Gaomab yesterday told New Era that Tunacor has agreed to employ the 655 employees of Seaflower Processing Pelagic (SPP) who recently appealed to Fishcor and Kawana to revoke a quota allocated to SPP due to the no-work no-pay employment contracts.
According to Gaomab, they after a consultative meeting with the union and employees were forced to look at other alternatives that could secure the jobs of the SPP employees. “We went down for a consultative meeting end of October to Walvis Bay and realised that employees were under the impression that the Fishcor board has retrenched them. We were very surprised as our priority is to sustain the jobs of all our employees,” he said.
Gaomab explained that they still have a duty towards the employees although the relation between Fishcor and SPP has soured.
Fishcor has a 40% stake in SPP, with African Selection Fishing owning 60% of the company.
However, the partnership was dubbed controversial, which also resulted in a recent court challenge, whereby the interim board also distanced itself from any agreements signed with SPP and pursued legal options to sever ties and terminate non-beneficial agreements.

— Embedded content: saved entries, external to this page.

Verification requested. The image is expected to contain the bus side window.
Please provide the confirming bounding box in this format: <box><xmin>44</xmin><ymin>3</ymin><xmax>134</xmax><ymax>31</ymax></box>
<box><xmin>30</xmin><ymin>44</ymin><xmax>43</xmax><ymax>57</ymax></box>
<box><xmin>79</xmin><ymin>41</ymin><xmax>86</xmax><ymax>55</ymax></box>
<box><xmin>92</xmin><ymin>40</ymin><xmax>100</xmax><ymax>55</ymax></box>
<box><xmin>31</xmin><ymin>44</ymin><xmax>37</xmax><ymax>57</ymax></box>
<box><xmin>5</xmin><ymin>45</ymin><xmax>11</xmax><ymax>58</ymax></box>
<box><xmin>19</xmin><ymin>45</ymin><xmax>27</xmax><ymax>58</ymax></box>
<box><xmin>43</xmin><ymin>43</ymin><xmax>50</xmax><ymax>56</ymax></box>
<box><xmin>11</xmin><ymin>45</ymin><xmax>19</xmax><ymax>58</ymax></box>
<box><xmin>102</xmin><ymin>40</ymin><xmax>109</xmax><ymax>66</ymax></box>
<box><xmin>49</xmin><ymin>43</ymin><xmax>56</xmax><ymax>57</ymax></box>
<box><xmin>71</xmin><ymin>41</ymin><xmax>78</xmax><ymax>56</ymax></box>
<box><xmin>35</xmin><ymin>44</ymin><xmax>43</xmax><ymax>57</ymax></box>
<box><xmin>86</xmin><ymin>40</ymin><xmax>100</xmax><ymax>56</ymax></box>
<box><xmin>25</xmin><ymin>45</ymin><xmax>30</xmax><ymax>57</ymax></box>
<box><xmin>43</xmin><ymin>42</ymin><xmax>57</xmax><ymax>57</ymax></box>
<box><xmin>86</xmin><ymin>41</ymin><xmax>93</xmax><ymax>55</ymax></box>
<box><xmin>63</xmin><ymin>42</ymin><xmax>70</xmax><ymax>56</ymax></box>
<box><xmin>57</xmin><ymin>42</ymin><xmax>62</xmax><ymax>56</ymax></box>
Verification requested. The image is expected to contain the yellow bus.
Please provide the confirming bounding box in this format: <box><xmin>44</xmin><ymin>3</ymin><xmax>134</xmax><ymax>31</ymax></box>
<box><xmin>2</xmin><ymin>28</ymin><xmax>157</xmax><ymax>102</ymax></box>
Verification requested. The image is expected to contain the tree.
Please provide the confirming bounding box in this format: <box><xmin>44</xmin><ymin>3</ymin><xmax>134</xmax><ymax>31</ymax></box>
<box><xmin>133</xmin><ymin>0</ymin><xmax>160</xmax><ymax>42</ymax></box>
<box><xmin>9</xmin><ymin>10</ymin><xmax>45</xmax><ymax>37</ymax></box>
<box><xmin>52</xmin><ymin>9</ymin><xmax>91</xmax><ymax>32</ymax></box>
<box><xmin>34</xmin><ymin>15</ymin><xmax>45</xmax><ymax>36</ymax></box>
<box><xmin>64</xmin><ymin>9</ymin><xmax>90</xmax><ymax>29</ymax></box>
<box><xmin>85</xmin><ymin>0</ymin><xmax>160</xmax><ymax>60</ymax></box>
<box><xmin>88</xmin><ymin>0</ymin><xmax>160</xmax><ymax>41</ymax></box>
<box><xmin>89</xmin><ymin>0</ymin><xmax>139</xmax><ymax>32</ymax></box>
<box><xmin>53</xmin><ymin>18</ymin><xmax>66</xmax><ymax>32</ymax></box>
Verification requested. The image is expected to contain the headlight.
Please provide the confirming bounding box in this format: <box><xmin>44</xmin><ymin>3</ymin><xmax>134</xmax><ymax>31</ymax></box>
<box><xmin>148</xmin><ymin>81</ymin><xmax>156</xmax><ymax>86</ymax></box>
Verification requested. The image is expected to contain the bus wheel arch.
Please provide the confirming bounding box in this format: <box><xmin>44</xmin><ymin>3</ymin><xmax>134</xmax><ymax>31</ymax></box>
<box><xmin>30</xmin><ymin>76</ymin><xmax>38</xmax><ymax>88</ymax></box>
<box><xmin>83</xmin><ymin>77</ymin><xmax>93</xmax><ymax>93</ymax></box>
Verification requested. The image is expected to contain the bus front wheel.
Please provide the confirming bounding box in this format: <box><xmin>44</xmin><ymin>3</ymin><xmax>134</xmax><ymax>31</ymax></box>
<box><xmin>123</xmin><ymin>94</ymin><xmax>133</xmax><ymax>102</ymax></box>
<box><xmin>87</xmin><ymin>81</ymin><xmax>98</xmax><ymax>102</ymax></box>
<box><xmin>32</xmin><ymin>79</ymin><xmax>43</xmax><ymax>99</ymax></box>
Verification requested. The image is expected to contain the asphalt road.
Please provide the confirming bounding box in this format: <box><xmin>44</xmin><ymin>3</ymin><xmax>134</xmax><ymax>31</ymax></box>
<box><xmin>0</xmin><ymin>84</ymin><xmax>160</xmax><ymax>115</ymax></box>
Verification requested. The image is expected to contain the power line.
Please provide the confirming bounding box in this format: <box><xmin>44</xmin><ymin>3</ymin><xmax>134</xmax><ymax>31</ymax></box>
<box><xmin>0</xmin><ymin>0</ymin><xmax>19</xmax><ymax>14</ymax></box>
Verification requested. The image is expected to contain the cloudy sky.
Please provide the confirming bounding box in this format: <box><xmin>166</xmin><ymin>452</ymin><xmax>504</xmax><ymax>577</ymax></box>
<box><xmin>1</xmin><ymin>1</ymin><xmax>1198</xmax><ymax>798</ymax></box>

“We still want to exercise our fiduciary duty to protect that 40%. Thus, we engage with Tunacor who since have indicated that they are ready to employ the workers. They will start absorbing them from next month with more appropriate work conditions and fair wages,” Gaomab said.
Speaking on behalf of SPP ex-employees, Mathew Simasiku said they are relieved. Simasiku said in early November they protested against slavery contracts of no-work-no pay they had with SPP.
“We want to express our sincere gratitude to the government and all who were involved in securing our employment. You have heard our suffering and cries and acted accordingly,” he said.
Tunacor, however, could not be reached for comment yesterday.